Consultation into River Thames Scheme plans reaches final week

Image of River Thames

A public consultation asking for views on new plans which respond to the challenges of flooding and creating more access to open green spaces and sustainable travel routes has entered its final week.

The River Thames Scheme launched a consultation for feedback on plans which include a new flood channel which will reduce the risk of flooding to homes, businesses, and infrastructure, while also providing habitat for wildlife and a new feature in the landscape for recreation. The consultation closes on 20 December.    

River Thames Scheme project director Jeanne Capey said: 

“There’s just one week to go of this consultation and I urge anyone interested in the scheme to visit our website to find out more about the proposals and share their thoughts with us. Peoples’ feedback on our proposals will help us develop plans and deliver improvements which benefit the local community and the environment.” 

Surrey County Council Cabinet Member for Highways and Community Resilience, Kevin Deanus said:

“I would encourage people to get involved and feedback their thoughts on these exciting proposals. This is a real opportunity for people to shape the future of green spaces in their local community.”

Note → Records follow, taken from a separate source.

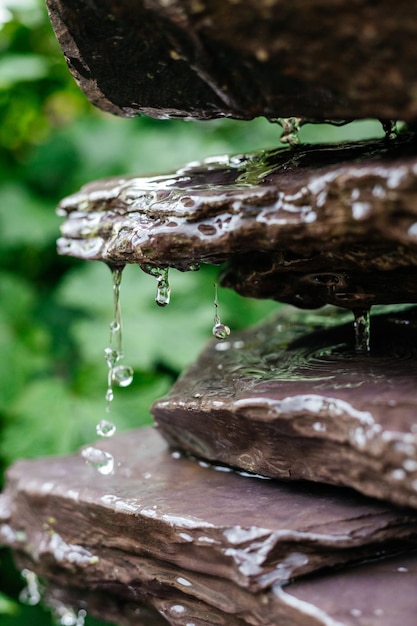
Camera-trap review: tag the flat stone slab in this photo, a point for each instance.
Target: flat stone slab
(311, 58)
(198, 544)
(334, 224)
(291, 399)
(378, 593)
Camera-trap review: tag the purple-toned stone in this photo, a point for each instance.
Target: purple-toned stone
(311, 226)
(291, 399)
(165, 531)
(206, 59)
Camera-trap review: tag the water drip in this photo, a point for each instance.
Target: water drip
(163, 290)
(100, 459)
(121, 375)
(290, 128)
(362, 330)
(390, 128)
(105, 428)
(31, 594)
(219, 330)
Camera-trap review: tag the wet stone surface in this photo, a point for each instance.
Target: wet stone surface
(157, 535)
(292, 399)
(315, 225)
(206, 59)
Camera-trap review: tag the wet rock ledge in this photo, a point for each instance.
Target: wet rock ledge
(186, 543)
(315, 225)
(291, 399)
(214, 58)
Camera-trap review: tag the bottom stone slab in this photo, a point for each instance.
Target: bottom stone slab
(291, 399)
(198, 544)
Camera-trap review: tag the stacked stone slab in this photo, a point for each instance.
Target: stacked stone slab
(287, 455)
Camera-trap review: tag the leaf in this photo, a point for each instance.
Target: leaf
(8, 606)
(15, 68)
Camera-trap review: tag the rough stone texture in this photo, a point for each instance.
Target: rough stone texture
(198, 544)
(379, 593)
(291, 399)
(315, 225)
(204, 59)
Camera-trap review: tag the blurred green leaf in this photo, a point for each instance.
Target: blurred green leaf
(7, 605)
(16, 68)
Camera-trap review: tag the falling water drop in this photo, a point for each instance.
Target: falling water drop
(105, 428)
(390, 128)
(362, 330)
(163, 289)
(219, 330)
(122, 375)
(31, 594)
(100, 459)
(290, 129)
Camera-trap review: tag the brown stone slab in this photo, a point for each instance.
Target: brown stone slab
(312, 58)
(291, 399)
(311, 226)
(166, 531)
(380, 593)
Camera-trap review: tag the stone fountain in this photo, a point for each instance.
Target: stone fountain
(280, 485)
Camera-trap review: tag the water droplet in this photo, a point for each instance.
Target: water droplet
(219, 330)
(100, 459)
(31, 594)
(67, 616)
(290, 129)
(111, 357)
(163, 290)
(122, 375)
(390, 128)
(114, 326)
(362, 330)
(105, 428)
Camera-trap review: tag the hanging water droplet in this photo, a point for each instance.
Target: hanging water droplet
(362, 329)
(105, 428)
(290, 129)
(66, 616)
(122, 375)
(114, 326)
(111, 356)
(163, 290)
(390, 128)
(100, 459)
(31, 594)
(221, 331)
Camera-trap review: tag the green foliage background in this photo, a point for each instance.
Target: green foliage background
(55, 311)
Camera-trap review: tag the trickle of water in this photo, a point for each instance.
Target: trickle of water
(163, 289)
(290, 128)
(390, 128)
(219, 330)
(362, 327)
(67, 616)
(100, 459)
(105, 429)
(121, 375)
(31, 594)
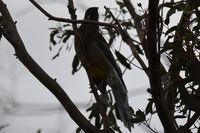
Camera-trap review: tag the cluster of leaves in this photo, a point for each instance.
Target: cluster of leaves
(61, 35)
(182, 48)
(180, 81)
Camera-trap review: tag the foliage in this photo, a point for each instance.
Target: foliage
(180, 78)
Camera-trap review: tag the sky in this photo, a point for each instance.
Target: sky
(25, 104)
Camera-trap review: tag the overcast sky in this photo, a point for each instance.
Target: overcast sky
(25, 104)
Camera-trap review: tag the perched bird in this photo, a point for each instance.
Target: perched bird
(97, 59)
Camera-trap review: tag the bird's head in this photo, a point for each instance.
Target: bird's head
(92, 14)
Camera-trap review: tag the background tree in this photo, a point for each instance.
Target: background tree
(174, 88)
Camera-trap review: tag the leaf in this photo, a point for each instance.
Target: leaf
(112, 119)
(174, 28)
(179, 116)
(149, 108)
(121, 4)
(122, 59)
(169, 13)
(140, 115)
(75, 64)
(136, 120)
(52, 35)
(67, 35)
(78, 130)
(58, 53)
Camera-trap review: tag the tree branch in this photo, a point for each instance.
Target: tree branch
(73, 21)
(9, 31)
(155, 68)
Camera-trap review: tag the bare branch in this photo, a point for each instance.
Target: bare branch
(9, 31)
(73, 21)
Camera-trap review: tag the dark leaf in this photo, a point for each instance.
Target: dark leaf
(122, 59)
(149, 108)
(112, 119)
(121, 4)
(179, 116)
(139, 49)
(78, 130)
(58, 53)
(174, 28)
(169, 13)
(67, 35)
(140, 115)
(139, 4)
(52, 36)
(0, 36)
(136, 120)
(98, 121)
(39, 131)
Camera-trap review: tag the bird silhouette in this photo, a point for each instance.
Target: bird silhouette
(97, 59)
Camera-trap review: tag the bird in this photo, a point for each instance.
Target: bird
(96, 57)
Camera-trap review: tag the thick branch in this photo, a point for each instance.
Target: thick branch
(9, 31)
(154, 69)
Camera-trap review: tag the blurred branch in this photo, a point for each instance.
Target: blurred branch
(9, 31)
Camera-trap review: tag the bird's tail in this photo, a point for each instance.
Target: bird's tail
(119, 90)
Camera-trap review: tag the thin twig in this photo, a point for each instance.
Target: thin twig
(9, 31)
(73, 21)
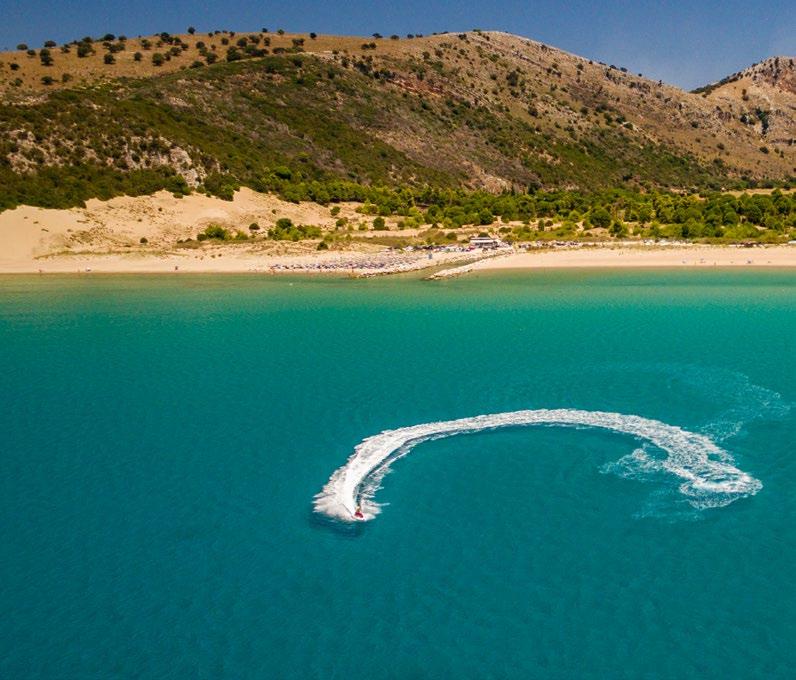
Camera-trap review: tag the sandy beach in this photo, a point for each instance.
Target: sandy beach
(699, 256)
(147, 234)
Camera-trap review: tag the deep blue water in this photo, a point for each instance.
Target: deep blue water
(162, 439)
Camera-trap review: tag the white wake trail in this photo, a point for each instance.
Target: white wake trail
(708, 476)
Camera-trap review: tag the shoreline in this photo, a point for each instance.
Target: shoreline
(696, 256)
(445, 264)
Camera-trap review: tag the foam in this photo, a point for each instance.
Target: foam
(706, 473)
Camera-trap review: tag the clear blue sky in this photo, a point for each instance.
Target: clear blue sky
(684, 43)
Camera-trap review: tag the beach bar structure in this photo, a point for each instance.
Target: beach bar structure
(485, 242)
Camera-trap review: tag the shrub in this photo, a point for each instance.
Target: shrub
(599, 217)
(214, 231)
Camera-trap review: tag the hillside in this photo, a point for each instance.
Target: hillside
(301, 114)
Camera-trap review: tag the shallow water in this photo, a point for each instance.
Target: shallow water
(163, 439)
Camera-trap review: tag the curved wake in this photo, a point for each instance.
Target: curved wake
(708, 477)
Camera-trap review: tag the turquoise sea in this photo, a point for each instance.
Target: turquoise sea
(163, 439)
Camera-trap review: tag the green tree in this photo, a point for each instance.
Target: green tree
(600, 218)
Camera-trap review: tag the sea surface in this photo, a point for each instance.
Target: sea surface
(163, 439)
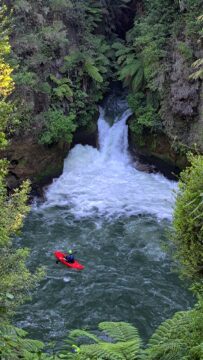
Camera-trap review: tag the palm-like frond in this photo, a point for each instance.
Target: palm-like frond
(93, 71)
(123, 342)
(119, 331)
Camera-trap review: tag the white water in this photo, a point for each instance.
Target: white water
(104, 182)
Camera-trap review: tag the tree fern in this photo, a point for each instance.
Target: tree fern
(93, 71)
(178, 338)
(14, 345)
(123, 342)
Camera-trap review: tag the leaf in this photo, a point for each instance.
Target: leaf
(9, 296)
(93, 72)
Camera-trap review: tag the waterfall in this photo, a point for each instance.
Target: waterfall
(104, 182)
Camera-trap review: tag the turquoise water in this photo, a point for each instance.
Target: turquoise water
(117, 218)
(127, 276)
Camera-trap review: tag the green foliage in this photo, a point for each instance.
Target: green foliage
(62, 61)
(187, 220)
(122, 343)
(185, 50)
(63, 89)
(58, 126)
(198, 64)
(16, 280)
(178, 338)
(145, 113)
(14, 345)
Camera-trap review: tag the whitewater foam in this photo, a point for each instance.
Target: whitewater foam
(105, 183)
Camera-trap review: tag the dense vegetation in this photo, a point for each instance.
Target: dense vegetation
(57, 88)
(155, 64)
(62, 64)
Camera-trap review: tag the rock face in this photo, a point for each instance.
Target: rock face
(182, 118)
(39, 163)
(30, 160)
(181, 103)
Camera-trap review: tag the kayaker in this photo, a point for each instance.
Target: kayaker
(70, 257)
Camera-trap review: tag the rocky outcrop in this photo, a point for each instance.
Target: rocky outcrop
(30, 160)
(181, 101)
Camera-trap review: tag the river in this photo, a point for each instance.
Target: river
(117, 219)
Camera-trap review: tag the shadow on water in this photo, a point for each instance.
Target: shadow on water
(127, 276)
(94, 208)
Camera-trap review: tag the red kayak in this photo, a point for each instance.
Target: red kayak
(61, 257)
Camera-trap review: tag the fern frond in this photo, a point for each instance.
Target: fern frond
(93, 71)
(119, 331)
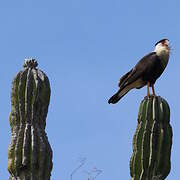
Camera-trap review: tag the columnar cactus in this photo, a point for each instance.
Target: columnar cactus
(29, 154)
(152, 141)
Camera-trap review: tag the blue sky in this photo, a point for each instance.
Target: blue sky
(84, 46)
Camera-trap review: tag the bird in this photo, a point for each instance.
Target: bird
(145, 72)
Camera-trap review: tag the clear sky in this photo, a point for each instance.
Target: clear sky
(84, 46)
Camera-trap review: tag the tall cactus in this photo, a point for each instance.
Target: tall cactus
(152, 141)
(29, 153)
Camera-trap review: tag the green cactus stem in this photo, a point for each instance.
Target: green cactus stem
(29, 153)
(152, 141)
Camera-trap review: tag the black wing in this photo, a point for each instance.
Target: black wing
(143, 69)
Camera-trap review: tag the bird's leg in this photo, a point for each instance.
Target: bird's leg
(148, 94)
(154, 94)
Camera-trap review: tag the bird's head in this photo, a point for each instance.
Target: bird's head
(162, 47)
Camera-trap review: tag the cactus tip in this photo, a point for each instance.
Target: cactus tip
(30, 63)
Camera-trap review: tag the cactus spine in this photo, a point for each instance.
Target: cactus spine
(152, 141)
(29, 153)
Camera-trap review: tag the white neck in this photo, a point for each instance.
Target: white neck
(163, 53)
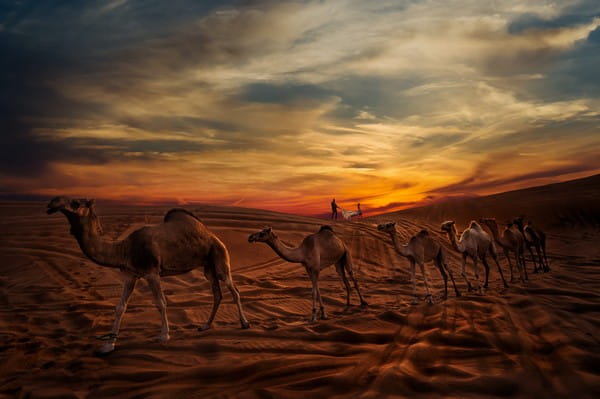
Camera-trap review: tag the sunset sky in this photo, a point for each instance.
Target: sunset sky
(284, 105)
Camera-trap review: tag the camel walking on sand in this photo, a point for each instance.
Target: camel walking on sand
(316, 252)
(421, 248)
(474, 243)
(178, 245)
(534, 237)
(511, 241)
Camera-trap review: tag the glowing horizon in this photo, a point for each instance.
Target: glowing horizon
(285, 105)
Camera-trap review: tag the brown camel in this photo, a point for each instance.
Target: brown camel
(511, 241)
(534, 237)
(421, 248)
(316, 252)
(474, 243)
(178, 245)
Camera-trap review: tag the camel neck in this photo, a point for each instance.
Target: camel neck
(104, 252)
(452, 235)
(499, 240)
(402, 249)
(293, 255)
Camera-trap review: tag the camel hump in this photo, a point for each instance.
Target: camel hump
(173, 213)
(475, 225)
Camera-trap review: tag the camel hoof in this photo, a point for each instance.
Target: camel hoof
(105, 349)
(163, 338)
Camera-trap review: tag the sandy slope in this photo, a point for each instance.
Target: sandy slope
(534, 340)
(570, 204)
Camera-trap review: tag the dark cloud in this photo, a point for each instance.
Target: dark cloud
(480, 180)
(577, 14)
(436, 140)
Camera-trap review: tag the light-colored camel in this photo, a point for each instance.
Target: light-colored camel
(534, 237)
(421, 248)
(178, 245)
(316, 252)
(511, 241)
(474, 243)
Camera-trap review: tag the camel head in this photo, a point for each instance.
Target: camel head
(265, 235)
(489, 222)
(389, 227)
(79, 212)
(448, 226)
(519, 220)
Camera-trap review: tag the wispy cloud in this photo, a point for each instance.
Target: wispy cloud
(285, 104)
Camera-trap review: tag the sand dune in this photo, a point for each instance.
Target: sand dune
(532, 340)
(571, 204)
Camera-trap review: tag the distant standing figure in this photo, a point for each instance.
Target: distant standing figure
(334, 208)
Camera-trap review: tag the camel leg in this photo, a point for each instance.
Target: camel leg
(237, 300)
(486, 266)
(321, 306)
(422, 267)
(547, 266)
(349, 269)
(535, 267)
(495, 257)
(340, 270)
(540, 259)
(522, 252)
(440, 266)
(464, 273)
(161, 304)
(520, 267)
(128, 287)
(476, 269)
(521, 255)
(512, 276)
(314, 277)
(413, 276)
(217, 296)
(456, 291)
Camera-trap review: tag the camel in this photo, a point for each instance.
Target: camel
(511, 241)
(316, 252)
(350, 214)
(534, 237)
(178, 245)
(421, 248)
(474, 243)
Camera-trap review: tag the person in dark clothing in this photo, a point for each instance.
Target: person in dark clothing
(334, 208)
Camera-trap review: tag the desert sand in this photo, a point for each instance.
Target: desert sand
(538, 339)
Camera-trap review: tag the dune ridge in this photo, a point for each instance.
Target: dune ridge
(531, 340)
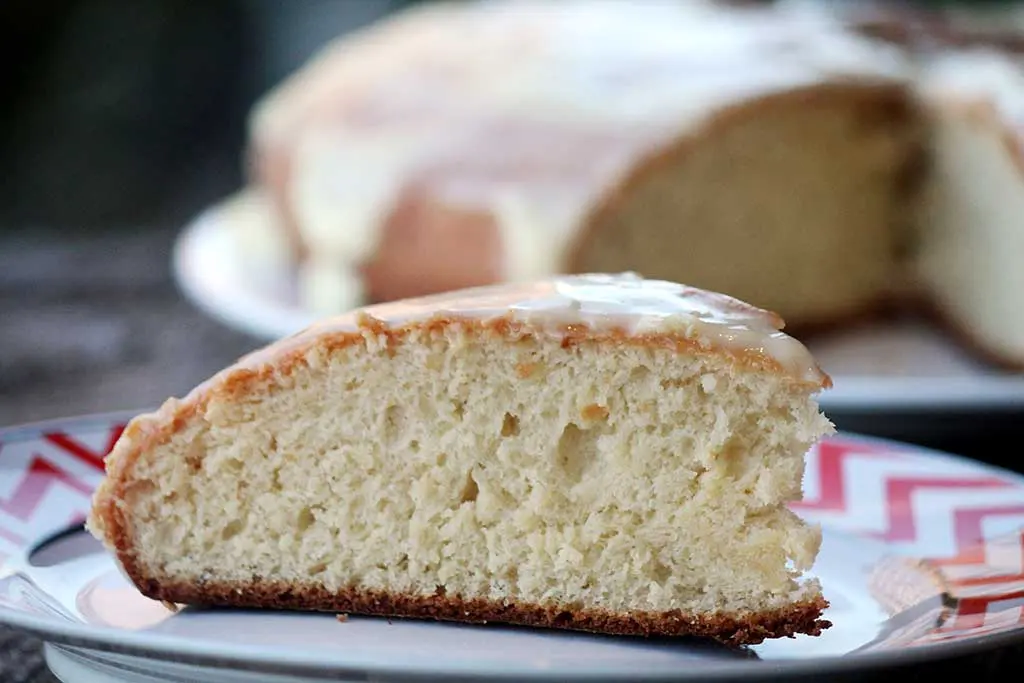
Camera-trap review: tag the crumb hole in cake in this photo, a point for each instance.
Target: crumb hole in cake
(307, 517)
(594, 413)
(525, 370)
(659, 573)
(232, 528)
(639, 374)
(510, 425)
(470, 489)
(194, 458)
(562, 619)
(576, 450)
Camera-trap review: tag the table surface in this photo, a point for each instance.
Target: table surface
(94, 323)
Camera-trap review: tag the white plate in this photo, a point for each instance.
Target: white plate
(880, 504)
(876, 369)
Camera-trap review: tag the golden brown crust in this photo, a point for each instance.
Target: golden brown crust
(879, 101)
(799, 617)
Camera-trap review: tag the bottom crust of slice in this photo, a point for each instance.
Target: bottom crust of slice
(798, 617)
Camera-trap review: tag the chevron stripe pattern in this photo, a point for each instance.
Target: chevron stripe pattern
(963, 519)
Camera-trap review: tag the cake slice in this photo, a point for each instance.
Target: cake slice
(597, 453)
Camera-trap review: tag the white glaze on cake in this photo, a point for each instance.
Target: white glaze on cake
(600, 305)
(527, 112)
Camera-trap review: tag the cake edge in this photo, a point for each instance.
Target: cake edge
(802, 616)
(110, 519)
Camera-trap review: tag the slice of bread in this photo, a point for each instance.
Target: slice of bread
(600, 453)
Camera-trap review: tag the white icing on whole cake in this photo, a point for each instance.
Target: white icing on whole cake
(527, 112)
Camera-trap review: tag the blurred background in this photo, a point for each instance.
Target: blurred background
(121, 121)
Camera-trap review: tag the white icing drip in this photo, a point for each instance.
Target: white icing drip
(653, 71)
(981, 75)
(623, 303)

Full details of the consultation and how to get involved please visit the website at or call the Environment Agency National Customer Contact Centre on: 03708 506 506.


Notes to editors

  • For more information, high-res images and interviews please contact Ellie Rogers at   
  • The River Thames Scheme is being delivered in partnership between the Environment Agency and Surrey County Council.   
  • The scheme’s wider partners are Elmbridge Borough Council, London Borough of Richmond upon Thames, Royal Borough of Kingston upon Thames, Runnymede Borough Council, Spelthorne Borough Council, Thames Regional Flood and Coastal Committee, Thames Water, Enterprise M3 Local Enterprise Partnership, Thames Valley Berkshire Local Enterprise Partnership. 
  • The River Thames Scheme is an integrated scheme which responds to the challenges of flooding, creating more access to green open spaces and sustainable travel, in addition to encouraging inclusive economic growth, increasing biodiversity and responding to the dual challenges of climate change and nature recovery.       
  • The project aims to deliver many benefits for local communities and businesses. The new flood channel will reduce the risk of flooding to homes, businesses, and infrastructure, while also providing habitat for wildlife and a new feature in the landscape for recreation. 
  • The River Thames Scheme will include:  
  • a new river channel built in two sections – one section through Runnymede (between Egham Hythe and Chertsey) and one through Spelthorne (between Littleton North lake and the Desborough Cut)      
  • capacity increases around the Desborough Cut and at the weirs at Sunbury, Molesey and Teddington      
  • improved access to quality green open space and connections with wildlife, in addition to supporting a more sustainable travel network      
  • a network of high-quality habitat to achieve a biodiversity net gain    
  • The River Thames Scheme will reduce flood risk to people living and working near the Thames, enhance the resilience of nationally important infrastructure, contribute to a vibrant local economy and maximise the social and environmental value of the river. 
  • There have been serious floods in this area over the past 100 years, namely in 1947, 1968, 2003 and most recently between 2013/2014. 
  • The new flood channel will reduce flood risk to over 11,000 properties and 1,600 businesses in Hythe End, Egham, Staines, Chertsey, Shepperton, Weybridge, Sunbury, Molesey, Thames Ditton, Kingston and Teddington. 
  • There will be increased capacity of the Desborough Cut and weirs at Sunbury, Molesey and Teddington by installing additional weir gates. 
  • Detailed planning and design are under way. The large scale of the project means the government has directed that it be treated as a project of national Significance. This requires a type of consent known as  a ‘development consent order’ (DCO). A DCO removes the need to obtain several separate consents, including planning permission and is designed to be a quicker process than applying for these separately.